Problem
Agents often execute tool calls sequentially even when they could run in parallel:
- Unnecessary latency: Sequential calls add up when tool execution time dominates inference time
- Inefficient exploration: Agent waits for one result before deciding the next action
- Poor tool utilization: Multiple independent information needs handled one-by-one
- Suboptimal learned behavior: Base models may not naturally parallelize without training signal
Example bottleneck:
Sequential (slow):
1. search("Intel financial data") → 2s
2. read_file("2023_report.pdf") → 1.5s
3. search("return metrics") → 2s
4. read_file("returns_table.csv") → 1.5s
Total: 7 seconds
Cognition observed this with Devon: the baseline model would make 8-10 sequential tool calls during file planning, taking significant time even though many calls could have run in parallel.
Solution
Use Agent RFT to teach the model to parallelize independent tool calls, dramatically reducing latency when tool execution is faster than inference.
How Models Learn Parallelization:
During RL exploration, the agent discovers that:
- Multiple tool calls can be made simultaneously
- When tool results arrive together, the next reasoning step has more context
- Parallel patterns receive similar rewards in less time (implicit efficiency reward)
- The model naturally converges toward parallel execution patterns
Tool Classification for Safe Parallelization:
Agents learn to distinguish between:
- Read-only tools: Safe to parallelize (search, read_file, list)
- State-modifying tools: Require serialization (write_file, delete, state-changing APIs)
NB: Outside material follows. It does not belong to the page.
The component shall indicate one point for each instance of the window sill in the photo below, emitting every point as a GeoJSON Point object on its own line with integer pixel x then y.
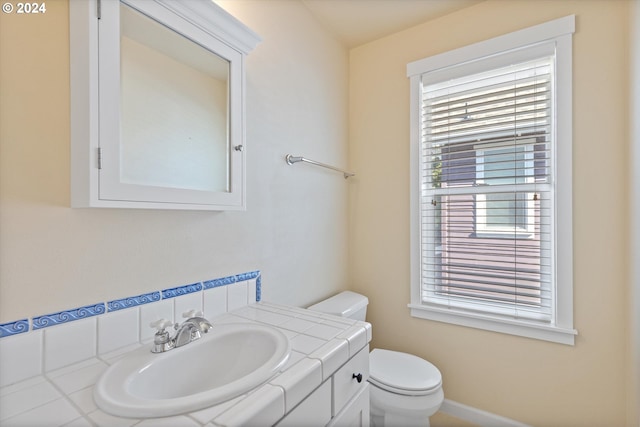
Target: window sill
{"type": "Point", "coordinates": [517, 327]}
This classification prevents race conditions while maximizing parallelism for safe operations.
Natural Emergence through RL:
Unlike explicit programming, the parallelization emerges from:
- Exploration: Agent tries different tool call patterns
- Reward shaping: Faster completions may get slight bonuses (optional)
- Efficiency pressure: Light penalty on token usage encourages efficiency
- Pattern reinforcement: Successful parallel patterns get reinforced
Typical Learned Pattern:
Parallel (fast):
Batch 1 (parallel):
- search("Intel financial data")
- read_file("2023_report.pdf")
- search("return metrics")
- list("/financial_reports")
→ All complete in ~2s (dominated by slowest)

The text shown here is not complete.